Pero el Maldonado sabía tomarse sus revanchas, cuando se sentía herido, actuando como un compadrito ofendido, aprovechaba los días de lluvia torrencial, se cargaba bien de agua, se hinchaba hasta reventar y por sus orillas inundaba a uno y otro lado, impidiendo ser cruzado por varias horas. Así aprendían a respetarlo, avisaba a los humanos que estaba allí. En esos días, el barrio de la Chacarita, quedaba allá y los de Villa Crespo de este lado, se decía. A Mushico, la inundación no lo preocupaba como a los demás, él sabía que ese día no podría trabajar, todo el mundo comentaba el fenómeno, hasta salía en la primera página del diario. Aprovechaba para visitar a sus paisanos de Esmirna, que ahora estaban juntos en este barrio de Buenos Aires, pasaba por la sinagoga a pesar de ser un día de semana. A menudo, al ingresar al enorme salón, descubría a alguien nuevo, recién llegado de Turquía, y le pedía noticias de Karatash, su antiguo barrio frente a la infinita bahía. El puerto de Buenos Aires, no era parecido a ese mar de agua, le resultaba recto, muy recto, aunque por sus medidas no era pequeño. En cambio al Maldonado le perdonaba su tamaño, a pesar que era sólo un arroyo, lo quería mucho y lo respetaba, quizá porque fue lo primero que visitó al llegar al barrio, se sentaba los sábados en la orilla, a comer algún dulce y recordar. Le hablaba desde allí, a su madre y a sus hermanas, a quienes extrañó durante años, hasta que pudo reunir el dinero suficiente para los pasajes.

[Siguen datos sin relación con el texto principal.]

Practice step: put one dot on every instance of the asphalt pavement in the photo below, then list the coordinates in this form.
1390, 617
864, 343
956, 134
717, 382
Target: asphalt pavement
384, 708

En 1920 Villa Crespo tenía muchas casas, fábricas y talleres. El gallego de la habitación vecina, le contó que su padre había llegado por 1890, cuando recién empezaron a llamar al barrio por el nombre del Intendente Crespo, campos y campos vacíos y alguna casita, campos y campos vacíos y la fábrica de calzado. Él caminaba por Triunvirato adoquinado y Canning empedrado, viendo a los cientos de obreros cuando salían de trabajar.

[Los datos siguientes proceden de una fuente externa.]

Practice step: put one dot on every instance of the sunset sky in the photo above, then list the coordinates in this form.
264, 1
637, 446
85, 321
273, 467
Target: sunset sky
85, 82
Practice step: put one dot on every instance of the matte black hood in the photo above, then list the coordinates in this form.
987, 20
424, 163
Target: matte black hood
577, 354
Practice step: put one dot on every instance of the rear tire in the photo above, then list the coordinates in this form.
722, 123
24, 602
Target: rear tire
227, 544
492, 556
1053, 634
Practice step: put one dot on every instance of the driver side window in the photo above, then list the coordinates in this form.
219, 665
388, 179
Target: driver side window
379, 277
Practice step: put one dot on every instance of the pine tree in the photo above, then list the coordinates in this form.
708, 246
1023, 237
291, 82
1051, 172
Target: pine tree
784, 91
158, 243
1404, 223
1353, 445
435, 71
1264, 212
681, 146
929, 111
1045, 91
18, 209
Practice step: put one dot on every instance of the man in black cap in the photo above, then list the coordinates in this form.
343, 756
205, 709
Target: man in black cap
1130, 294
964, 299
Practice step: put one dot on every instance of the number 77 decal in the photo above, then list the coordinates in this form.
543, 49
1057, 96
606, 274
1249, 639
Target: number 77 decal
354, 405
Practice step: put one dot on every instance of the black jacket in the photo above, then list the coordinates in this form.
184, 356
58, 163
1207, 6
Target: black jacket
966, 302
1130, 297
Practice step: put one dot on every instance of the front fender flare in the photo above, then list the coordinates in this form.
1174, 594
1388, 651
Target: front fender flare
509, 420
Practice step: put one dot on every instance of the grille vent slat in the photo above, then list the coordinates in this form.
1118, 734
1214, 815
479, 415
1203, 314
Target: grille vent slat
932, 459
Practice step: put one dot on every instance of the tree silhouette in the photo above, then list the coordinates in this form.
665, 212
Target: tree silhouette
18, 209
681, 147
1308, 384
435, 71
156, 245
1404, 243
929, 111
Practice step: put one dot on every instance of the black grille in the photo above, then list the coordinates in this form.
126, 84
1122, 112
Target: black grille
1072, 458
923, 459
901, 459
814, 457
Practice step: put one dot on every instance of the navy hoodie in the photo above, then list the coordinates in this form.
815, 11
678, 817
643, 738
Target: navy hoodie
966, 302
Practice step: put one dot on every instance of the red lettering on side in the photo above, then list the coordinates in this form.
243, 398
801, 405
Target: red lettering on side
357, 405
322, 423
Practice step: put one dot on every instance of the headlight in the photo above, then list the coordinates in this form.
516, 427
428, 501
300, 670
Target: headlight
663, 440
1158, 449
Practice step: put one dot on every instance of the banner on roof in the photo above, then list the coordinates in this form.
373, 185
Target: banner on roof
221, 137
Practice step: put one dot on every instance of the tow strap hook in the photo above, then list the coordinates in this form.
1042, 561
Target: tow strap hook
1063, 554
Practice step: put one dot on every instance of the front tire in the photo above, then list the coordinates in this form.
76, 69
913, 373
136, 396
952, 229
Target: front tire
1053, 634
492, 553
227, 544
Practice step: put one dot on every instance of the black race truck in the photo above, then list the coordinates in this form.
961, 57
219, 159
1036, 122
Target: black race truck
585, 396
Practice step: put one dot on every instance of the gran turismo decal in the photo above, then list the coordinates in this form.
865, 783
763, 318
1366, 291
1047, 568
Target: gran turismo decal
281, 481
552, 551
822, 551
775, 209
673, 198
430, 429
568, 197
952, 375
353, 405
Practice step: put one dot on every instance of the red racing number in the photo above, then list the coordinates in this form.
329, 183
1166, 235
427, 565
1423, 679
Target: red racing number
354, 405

Pero hacía ya diez años que había llegado aquí, recordaba Mushico, y en ese tiempo, el progreso le regaló casi otra Buenos Aires. Si hasta Villa Crespo parece otro barrio. A él le atraía el progreso, las líneas de ómnibus nuevas, las construcciones flamantes, pero no sabía si le agradaba un progreso como ese, llevar al Maldonado bajo una calle, ser pisado por los carros de los vendedores que cada vez eran menos porque los vehículos a motor crecían y crecían.

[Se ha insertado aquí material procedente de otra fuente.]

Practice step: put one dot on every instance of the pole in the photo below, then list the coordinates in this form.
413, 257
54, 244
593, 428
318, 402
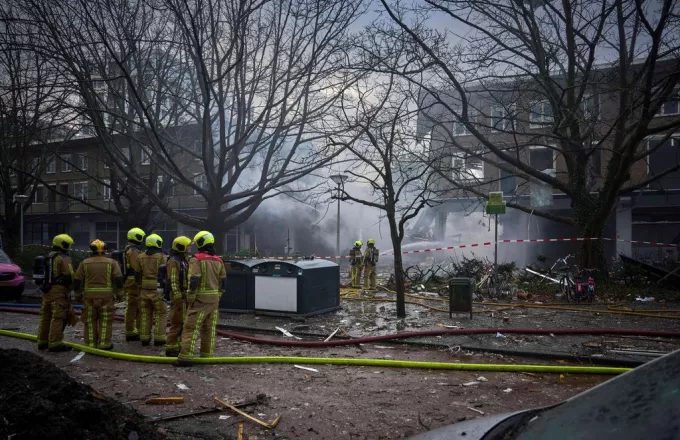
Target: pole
337, 238
495, 252
21, 228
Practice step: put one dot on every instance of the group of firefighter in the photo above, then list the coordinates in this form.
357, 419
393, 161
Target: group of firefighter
192, 283
364, 262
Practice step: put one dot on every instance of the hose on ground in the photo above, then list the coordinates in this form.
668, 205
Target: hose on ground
339, 361
426, 333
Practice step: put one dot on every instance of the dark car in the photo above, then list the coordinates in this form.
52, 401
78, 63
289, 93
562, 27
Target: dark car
641, 404
12, 281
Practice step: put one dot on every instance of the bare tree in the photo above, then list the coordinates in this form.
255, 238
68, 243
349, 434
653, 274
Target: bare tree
31, 110
257, 79
580, 80
385, 157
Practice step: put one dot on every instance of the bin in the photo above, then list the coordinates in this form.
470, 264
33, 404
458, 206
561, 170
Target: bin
296, 288
240, 294
460, 296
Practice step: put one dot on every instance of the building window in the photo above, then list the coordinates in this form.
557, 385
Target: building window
106, 190
467, 167
38, 195
499, 119
591, 106
662, 156
65, 162
108, 233
80, 190
541, 113
201, 181
541, 158
671, 105
51, 166
459, 128
146, 159
82, 162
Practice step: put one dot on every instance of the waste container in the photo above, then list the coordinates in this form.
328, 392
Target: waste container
296, 288
240, 294
460, 296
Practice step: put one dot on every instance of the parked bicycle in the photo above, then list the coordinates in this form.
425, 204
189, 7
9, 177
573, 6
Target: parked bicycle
493, 283
580, 288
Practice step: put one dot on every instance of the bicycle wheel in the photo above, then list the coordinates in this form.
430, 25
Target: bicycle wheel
565, 289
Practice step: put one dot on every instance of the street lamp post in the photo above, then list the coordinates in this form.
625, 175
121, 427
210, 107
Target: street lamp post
339, 179
21, 199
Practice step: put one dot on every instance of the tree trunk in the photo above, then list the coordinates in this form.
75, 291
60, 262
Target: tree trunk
590, 224
398, 266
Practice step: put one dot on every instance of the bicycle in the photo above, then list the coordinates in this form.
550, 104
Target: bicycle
494, 283
574, 289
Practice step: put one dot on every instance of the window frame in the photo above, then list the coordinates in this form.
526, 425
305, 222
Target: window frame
75, 185
544, 147
106, 188
51, 165
66, 165
544, 120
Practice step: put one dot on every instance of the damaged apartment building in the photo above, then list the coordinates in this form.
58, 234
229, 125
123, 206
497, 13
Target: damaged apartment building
517, 118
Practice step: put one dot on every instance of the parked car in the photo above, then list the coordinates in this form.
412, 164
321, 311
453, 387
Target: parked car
641, 404
12, 280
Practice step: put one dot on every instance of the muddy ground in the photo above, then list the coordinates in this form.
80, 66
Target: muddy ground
363, 402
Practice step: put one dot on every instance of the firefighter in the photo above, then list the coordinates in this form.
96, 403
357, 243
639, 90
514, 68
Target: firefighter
178, 276
370, 261
207, 277
356, 260
55, 301
98, 281
151, 305
132, 251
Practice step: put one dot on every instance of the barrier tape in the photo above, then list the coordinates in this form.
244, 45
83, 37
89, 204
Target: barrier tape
486, 243
459, 246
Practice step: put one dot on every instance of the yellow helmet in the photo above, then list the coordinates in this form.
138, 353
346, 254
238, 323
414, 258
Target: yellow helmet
204, 238
62, 241
136, 235
181, 243
154, 240
98, 247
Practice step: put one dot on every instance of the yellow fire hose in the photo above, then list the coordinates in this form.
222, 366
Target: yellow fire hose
338, 361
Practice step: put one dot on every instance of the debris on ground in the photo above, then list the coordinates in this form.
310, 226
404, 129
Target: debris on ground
38, 400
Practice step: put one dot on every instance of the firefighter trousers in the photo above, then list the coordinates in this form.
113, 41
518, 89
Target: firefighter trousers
153, 313
53, 317
131, 307
369, 277
202, 318
356, 275
178, 311
98, 312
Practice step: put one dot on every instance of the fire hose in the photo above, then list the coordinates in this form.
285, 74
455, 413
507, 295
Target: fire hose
338, 361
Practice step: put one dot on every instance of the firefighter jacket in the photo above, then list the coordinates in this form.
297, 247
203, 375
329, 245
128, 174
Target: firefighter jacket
371, 256
98, 275
149, 265
61, 275
206, 275
177, 269
355, 256
131, 261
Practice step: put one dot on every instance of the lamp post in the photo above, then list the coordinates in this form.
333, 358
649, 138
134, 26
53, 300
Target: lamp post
339, 179
21, 199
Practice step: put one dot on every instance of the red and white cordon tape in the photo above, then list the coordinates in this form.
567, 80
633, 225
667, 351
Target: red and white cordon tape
486, 243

Imposible pensar que sus aguas irán corriendo bajo la tierra, inadmisible. Sus ojos turbios de recuerdos miraron hacia lo alto, como si una enorme pantalla como la del cine Mitre apareciera para mostrarle las imágenes de sus pensamientos. No dudaba que lo extrañaría como a la bahía de Izmir, cuando el barco se iba alejando y desde la baranda le decía adiós, sabiendo que no volvería a bañarse en las aguas de su orilla.